Survey: Employees Want Tighter On-the-Job Security Procedures

The majority of employees surveyed say their employers should strengthen identification procedures for entering the premises and accessing computer systems and many thought that more detailed background checks are in order.

The majority of employees interviewed for a recent Harris interactive survey said their employers should strengthen identification procedures for entering the premises and accessing computer systems. They also felt employers should conduct more detailed background checks on job applicants, and 35 percent thought their employers should do more detailed background checks on current employees.

The news wasn''t all bad: Most employees, some 76 percent, consider their employer''s privacy rules and practices to be pretty good to excellent. For example, a whopping 94 percent say their employer has never released any personal information about them in a way they felt was improper.

The new employment privacy findings are the initial round of results from the first major national survey in a decade of business, government and non-profit sector employees and managers on employee privacy issues. The survey was commissioned by Privacy & American Business (P&AB).

"This survey finds a trend that runs counter to current findings of consumer privacy surveys," observed Alan Westin, a professor at Columbia University and president of P&AB. In consumer privacy surveys, 80 percent to 90 percent of those interviewed say they are concerned about how businesses are collecting and using their personal information, and express low trust in business privacy notices. "Here, confidence in employers is high, though important issues are emerging," he added.

Westin said there is "an unmistakable post-September 11 tone in these findings. Clearly, workers want to know that employers are doing everything they can to keep inappropriate people out of workplaces.

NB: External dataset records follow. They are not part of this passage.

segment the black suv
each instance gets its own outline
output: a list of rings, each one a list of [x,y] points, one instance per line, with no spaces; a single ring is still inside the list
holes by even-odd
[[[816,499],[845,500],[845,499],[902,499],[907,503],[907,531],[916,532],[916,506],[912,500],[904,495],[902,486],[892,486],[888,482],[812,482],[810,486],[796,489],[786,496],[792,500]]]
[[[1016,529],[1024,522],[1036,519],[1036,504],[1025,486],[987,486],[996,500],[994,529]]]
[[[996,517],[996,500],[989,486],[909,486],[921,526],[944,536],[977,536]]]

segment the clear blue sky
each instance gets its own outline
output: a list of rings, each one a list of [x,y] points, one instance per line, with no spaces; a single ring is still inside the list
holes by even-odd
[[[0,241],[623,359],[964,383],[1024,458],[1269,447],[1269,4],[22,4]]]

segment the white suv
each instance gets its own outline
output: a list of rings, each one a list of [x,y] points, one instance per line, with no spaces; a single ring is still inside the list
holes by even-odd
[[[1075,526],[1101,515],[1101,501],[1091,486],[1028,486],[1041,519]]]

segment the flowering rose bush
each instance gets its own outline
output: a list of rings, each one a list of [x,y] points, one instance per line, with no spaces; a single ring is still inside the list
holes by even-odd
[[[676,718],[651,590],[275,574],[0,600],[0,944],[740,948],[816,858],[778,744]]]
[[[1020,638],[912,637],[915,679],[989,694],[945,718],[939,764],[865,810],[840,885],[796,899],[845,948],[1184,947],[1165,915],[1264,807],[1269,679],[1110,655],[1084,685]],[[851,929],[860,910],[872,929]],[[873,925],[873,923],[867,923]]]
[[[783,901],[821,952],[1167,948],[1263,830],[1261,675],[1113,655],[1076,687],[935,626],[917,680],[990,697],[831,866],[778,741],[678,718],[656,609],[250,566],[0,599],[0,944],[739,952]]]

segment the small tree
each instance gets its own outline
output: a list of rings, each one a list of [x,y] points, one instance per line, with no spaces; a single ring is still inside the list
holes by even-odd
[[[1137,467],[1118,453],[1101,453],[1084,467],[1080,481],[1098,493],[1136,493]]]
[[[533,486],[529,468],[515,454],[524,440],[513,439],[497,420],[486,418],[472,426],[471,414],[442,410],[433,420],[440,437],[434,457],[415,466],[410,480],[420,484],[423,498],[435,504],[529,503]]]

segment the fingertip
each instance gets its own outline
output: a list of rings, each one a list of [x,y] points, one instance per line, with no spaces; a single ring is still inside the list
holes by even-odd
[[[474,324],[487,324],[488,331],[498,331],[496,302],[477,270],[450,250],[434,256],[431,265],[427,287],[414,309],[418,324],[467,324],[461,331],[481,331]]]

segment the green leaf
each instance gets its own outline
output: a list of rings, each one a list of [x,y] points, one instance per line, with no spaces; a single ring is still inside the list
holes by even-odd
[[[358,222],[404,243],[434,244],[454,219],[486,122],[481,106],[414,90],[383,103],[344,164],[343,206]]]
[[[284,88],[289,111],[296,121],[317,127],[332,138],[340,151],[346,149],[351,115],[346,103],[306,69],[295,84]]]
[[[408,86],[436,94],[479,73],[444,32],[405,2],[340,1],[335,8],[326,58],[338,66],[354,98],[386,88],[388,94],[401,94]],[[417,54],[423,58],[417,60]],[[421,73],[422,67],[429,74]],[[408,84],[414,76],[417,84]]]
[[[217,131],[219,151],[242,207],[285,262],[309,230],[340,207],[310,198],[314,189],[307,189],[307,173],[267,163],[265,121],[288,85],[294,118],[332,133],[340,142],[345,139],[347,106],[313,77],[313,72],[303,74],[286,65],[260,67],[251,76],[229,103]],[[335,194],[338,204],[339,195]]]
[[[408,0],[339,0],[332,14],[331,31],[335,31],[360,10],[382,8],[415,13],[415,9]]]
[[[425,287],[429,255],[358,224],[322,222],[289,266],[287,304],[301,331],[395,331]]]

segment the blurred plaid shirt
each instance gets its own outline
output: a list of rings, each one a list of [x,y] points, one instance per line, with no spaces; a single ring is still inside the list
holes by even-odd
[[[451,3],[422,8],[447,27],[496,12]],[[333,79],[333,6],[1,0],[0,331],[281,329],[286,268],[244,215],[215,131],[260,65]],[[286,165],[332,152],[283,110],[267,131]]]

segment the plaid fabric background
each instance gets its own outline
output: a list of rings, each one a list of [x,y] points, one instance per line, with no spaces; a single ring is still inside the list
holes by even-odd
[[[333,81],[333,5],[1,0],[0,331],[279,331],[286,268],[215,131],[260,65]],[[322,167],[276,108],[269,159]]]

This attitude formed by recent events may explain to some extent why Americans in this survey seem more accepting and open-minded about their employer practices as they relate to privacy."

The survey found that four out of five employees and managers say they would be willing to have an ID card issued by their employer that would include their photo, basic personnel information and a biometric identifier, such as a fingerprint, to enhance workplace security.

Issues of concern to employees include:

  • About one in four employees are concerned about how their employer handles employee medical and health information.
  • Four out of five respondents do not believe their employers monitor their work in a way they consider improper.
  • Strong majorities of respondents believe it is acceptable for employers to include checks for criminal convictions (91 percent), official determinations of misconduct by professionals such as doctors or stockbrokers (84 percent) and whether a job resume contains false information (92 percent) in routine background checks. However, a majority of employees feel it would not be acceptable to check whether an applicant has ever filed for bankruptcy (76 percent) or is a party to a civil lawsuit (67 percent).
  • Though 84 percent say it is important that their employer write and communicate to them a general employee privacy policy covering all uses of employee information and privacy-security issues at the workplace, only 38 percent of all employed adults say their current employer does this.